◇◆センセイは俺の!◆◇



「美波には幸せになってほしくてね、須藤さんとの婚約が決まって本当に嬉しかったわ。」


「じゃあ、俺なんか邪魔者ですよね。」



あの時…みーちゃんのお母さんと初めて話した時に、俺は身を引いたほうがいいのかもって思った。



母親が娘の幸せを願うのは当然だし、女でひとつみーちゃんを育ててきたお母さんだ、特別なものだと俺でもわかる。

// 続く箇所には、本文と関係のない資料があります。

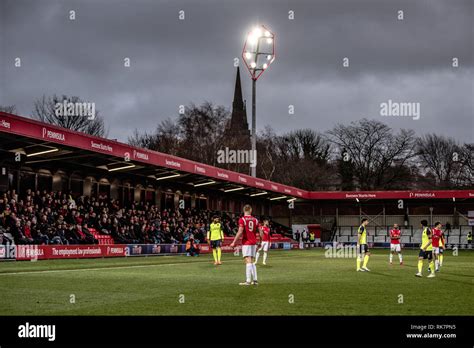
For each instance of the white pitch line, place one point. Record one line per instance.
(118, 267)
(99, 268)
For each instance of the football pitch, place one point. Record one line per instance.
(293, 283)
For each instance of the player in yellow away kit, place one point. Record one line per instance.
(426, 250)
(363, 252)
(215, 237)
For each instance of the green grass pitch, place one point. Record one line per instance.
(293, 283)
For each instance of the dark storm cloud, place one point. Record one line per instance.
(177, 62)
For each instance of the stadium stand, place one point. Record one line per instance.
(58, 218)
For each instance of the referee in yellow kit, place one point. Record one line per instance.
(215, 237)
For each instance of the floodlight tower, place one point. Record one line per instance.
(258, 54)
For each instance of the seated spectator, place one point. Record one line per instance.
(192, 249)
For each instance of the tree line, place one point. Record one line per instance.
(361, 155)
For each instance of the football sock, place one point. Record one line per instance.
(248, 272)
(366, 260)
(432, 267)
(254, 271)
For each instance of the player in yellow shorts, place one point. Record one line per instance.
(442, 243)
(426, 250)
(215, 237)
(363, 252)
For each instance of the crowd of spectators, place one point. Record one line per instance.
(58, 218)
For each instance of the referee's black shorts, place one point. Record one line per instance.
(215, 244)
(426, 254)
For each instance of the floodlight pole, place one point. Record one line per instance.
(254, 128)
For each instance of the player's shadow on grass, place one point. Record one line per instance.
(461, 275)
(452, 280)
(377, 273)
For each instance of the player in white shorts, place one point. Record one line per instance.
(248, 227)
(395, 246)
(265, 242)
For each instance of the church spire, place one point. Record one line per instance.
(238, 103)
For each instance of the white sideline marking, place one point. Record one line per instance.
(119, 267)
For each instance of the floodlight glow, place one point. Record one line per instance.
(257, 32)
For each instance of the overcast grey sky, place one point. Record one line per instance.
(176, 62)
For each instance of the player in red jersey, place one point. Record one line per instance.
(265, 242)
(436, 236)
(395, 246)
(248, 227)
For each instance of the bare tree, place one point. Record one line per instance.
(377, 154)
(9, 109)
(45, 111)
(201, 130)
(165, 138)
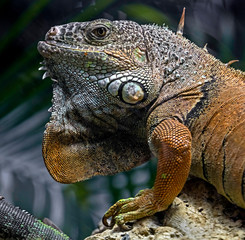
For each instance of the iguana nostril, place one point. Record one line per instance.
(53, 31)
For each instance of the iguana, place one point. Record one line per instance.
(16, 224)
(122, 91)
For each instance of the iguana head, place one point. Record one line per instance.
(107, 58)
(102, 80)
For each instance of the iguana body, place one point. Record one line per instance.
(123, 91)
(16, 224)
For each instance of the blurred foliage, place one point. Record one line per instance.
(25, 98)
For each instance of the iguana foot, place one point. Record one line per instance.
(126, 210)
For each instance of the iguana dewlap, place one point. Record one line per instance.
(122, 91)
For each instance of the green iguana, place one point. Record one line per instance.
(122, 91)
(16, 224)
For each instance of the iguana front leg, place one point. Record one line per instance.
(171, 142)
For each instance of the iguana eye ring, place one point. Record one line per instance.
(99, 32)
(133, 93)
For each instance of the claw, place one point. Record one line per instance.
(45, 75)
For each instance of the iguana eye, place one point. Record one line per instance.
(133, 93)
(99, 32)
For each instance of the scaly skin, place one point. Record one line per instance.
(123, 91)
(17, 224)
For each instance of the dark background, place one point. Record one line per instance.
(25, 98)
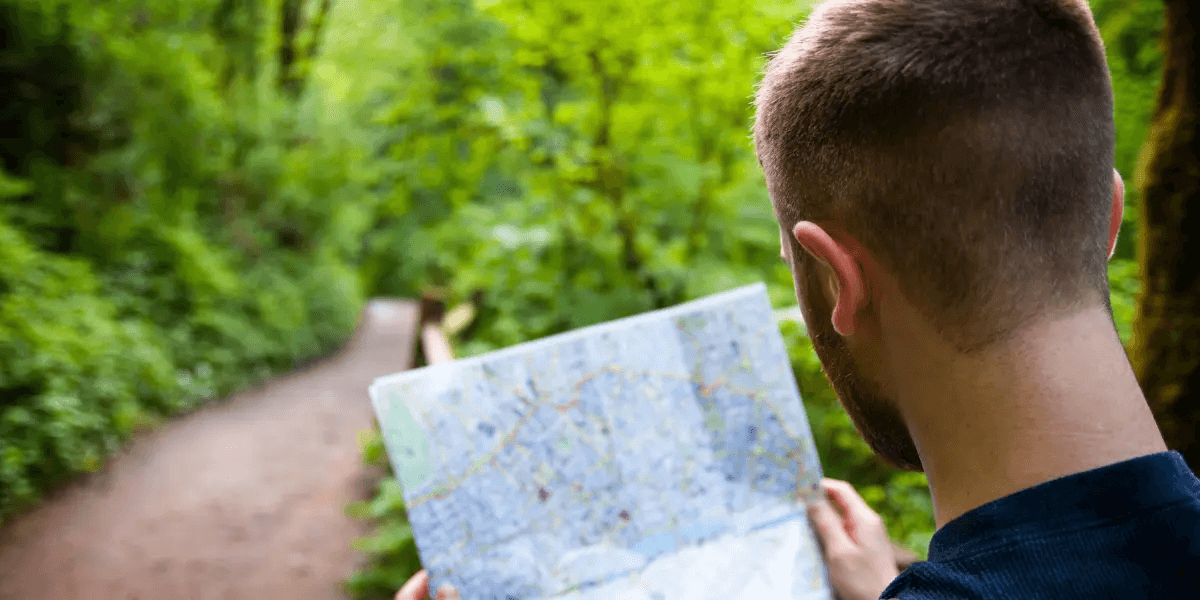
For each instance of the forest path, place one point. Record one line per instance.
(241, 499)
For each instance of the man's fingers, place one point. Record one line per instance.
(849, 502)
(417, 588)
(829, 528)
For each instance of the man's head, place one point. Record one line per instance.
(959, 148)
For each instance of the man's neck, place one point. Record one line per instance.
(1060, 399)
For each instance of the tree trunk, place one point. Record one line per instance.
(1165, 346)
(289, 24)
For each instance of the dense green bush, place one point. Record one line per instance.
(192, 199)
(603, 167)
(165, 237)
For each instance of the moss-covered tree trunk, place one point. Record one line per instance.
(1167, 328)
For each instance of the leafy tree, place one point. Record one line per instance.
(1167, 328)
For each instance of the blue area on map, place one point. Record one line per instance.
(643, 436)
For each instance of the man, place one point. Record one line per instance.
(942, 175)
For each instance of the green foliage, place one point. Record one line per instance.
(185, 213)
(165, 232)
(390, 550)
(603, 167)
(1131, 31)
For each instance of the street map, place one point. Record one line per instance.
(660, 456)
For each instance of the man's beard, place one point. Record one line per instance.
(875, 417)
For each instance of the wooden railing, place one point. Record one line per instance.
(436, 348)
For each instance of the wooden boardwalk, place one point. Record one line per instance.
(243, 499)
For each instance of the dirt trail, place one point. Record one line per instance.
(243, 499)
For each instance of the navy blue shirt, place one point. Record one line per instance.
(1126, 531)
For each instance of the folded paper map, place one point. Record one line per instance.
(661, 456)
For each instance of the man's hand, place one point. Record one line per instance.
(856, 545)
(418, 588)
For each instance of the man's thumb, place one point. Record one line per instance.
(829, 528)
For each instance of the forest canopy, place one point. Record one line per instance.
(199, 193)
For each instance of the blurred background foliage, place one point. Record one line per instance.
(199, 193)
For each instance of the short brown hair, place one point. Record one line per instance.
(969, 144)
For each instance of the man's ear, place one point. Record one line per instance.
(850, 289)
(1117, 211)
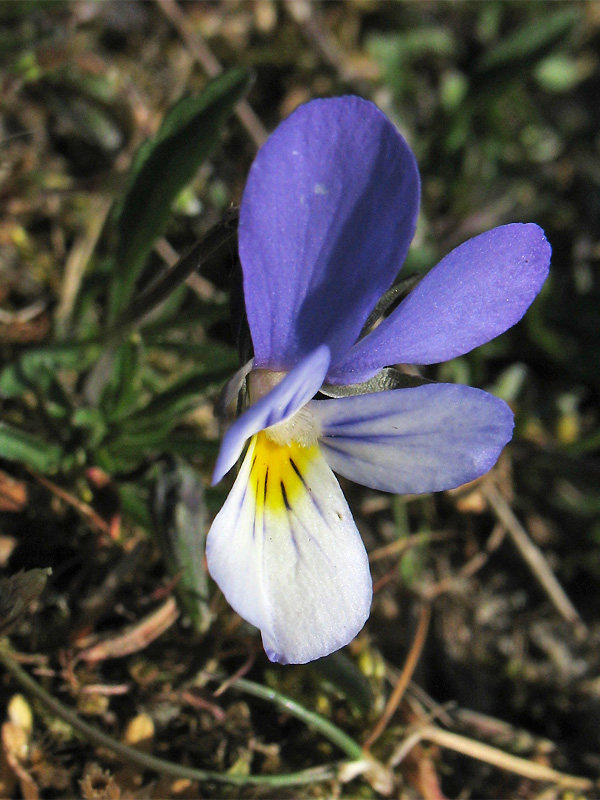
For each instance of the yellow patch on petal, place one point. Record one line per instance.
(276, 474)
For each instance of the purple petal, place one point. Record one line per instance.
(327, 216)
(410, 441)
(475, 293)
(294, 391)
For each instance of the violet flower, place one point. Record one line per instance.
(327, 216)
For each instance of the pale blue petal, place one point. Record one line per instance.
(294, 391)
(326, 219)
(409, 441)
(475, 293)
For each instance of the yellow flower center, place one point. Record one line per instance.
(277, 473)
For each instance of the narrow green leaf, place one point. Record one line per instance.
(17, 445)
(529, 43)
(162, 169)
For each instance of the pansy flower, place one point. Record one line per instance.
(326, 219)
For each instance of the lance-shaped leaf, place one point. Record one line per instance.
(17, 445)
(180, 523)
(162, 169)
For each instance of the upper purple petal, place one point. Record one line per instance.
(475, 293)
(294, 391)
(327, 216)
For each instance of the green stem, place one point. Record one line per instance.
(352, 749)
(129, 754)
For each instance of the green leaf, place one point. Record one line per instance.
(35, 368)
(529, 43)
(162, 169)
(121, 391)
(17, 445)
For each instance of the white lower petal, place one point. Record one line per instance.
(287, 555)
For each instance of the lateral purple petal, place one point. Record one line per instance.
(409, 441)
(475, 293)
(327, 216)
(294, 391)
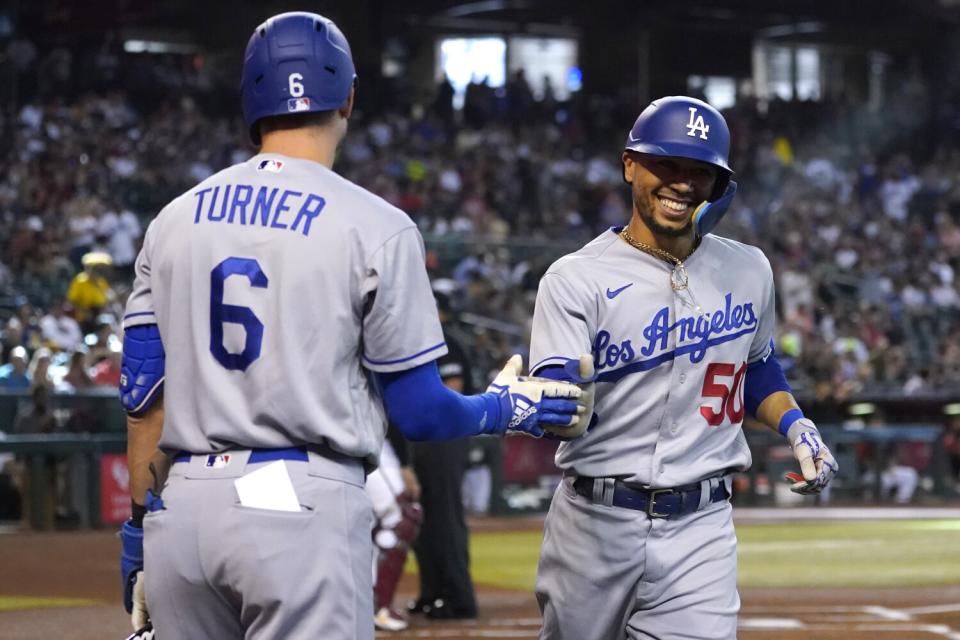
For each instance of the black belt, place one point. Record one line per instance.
(256, 455)
(656, 503)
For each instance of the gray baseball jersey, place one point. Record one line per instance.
(669, 394)
(669, 410)
(275, 283)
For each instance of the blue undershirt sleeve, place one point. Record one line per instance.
(763, 378)
(422, 408)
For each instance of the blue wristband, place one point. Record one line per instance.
(788, 419)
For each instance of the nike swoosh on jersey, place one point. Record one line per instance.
(613, 294)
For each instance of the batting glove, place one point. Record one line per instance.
(817, 464)
(581, 373)
(529, 404)
(146, 633)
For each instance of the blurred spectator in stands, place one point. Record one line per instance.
(121, 227)
(102, 340)
(58, 328)
(77, 378)
(106, 372)
(519, 98)
(22, 328)
(36, 416)
(443, 101)
(83, 213)
(951, 444)
(13, 375)
(90, 292)
(39, 369)
(478, 103)
(899, 466)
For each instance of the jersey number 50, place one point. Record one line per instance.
(244, 316)
(730, 394)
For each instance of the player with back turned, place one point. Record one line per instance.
(639, 541)
(278, 313)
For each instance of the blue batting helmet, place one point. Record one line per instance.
(684, 127)
(295, 62)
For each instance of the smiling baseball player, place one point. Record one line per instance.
(282, 310)
(639, 540)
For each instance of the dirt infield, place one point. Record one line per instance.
(83, 565)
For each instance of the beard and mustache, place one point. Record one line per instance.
(644, 207)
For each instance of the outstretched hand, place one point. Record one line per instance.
(530, 405)
(817, 464)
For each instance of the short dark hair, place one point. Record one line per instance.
(295, 121)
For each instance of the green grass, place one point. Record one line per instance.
(16, 603)
(850, 554)
(837, 554)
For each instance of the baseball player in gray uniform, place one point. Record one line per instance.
(283, 312)
(639, 540)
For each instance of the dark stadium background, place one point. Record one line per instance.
(849, 175)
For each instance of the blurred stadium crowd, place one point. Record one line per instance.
(860, 221)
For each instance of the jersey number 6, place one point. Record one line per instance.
(244, 316)
(729, 395)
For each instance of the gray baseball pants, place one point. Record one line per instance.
(216, 570)
(610, 573)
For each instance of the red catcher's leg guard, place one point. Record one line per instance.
(391, 561)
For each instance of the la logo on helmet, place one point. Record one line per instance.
(697, 124)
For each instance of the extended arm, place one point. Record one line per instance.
(423, 408)
(141, 394)
(768, 397)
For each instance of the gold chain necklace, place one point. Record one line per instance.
(678, 276)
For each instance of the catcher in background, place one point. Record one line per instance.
(639, 540)
(394, 492)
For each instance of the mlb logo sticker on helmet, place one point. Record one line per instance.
(298, 104)
(273, 166)
(218, 461)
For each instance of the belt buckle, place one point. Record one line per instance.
(652, 503)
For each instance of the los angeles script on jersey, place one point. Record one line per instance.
(262, 206)
(695, 335)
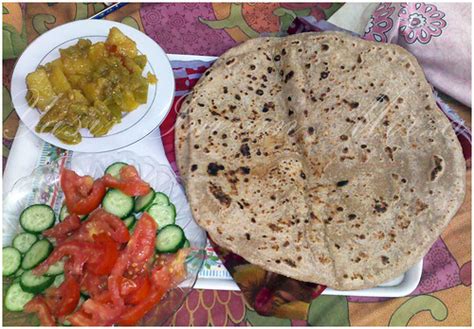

「いつの頃からか、須藤さんの話はしなくなったわ。…その代わりに、あなたの話をよくするようになったわ。」



それからみーちゃんのお母さんは、俺にこう言った。



“私は美波を感じられるなら、どんな人でもいいわ。たとえ、世間的には許されないイケない恋でもね♪”



そしておちゃめに笑った。



それからお母さんは看護士さんに連れられ、病室へと戻っていった。



俺はひとり、サンドイッチと冷めたコーヒーをもくもくと平らげた。



何か…


何か、俺とみーちゃんの関係を認めてもらったようで…すっげぇ嬉しかった。



俺はもう一度、空を仰ぎ見た。
一直線に飛行機雲が出来ていた。



ベンチから腰を上げ、瞳の病室へと向かうため、屋上を出た。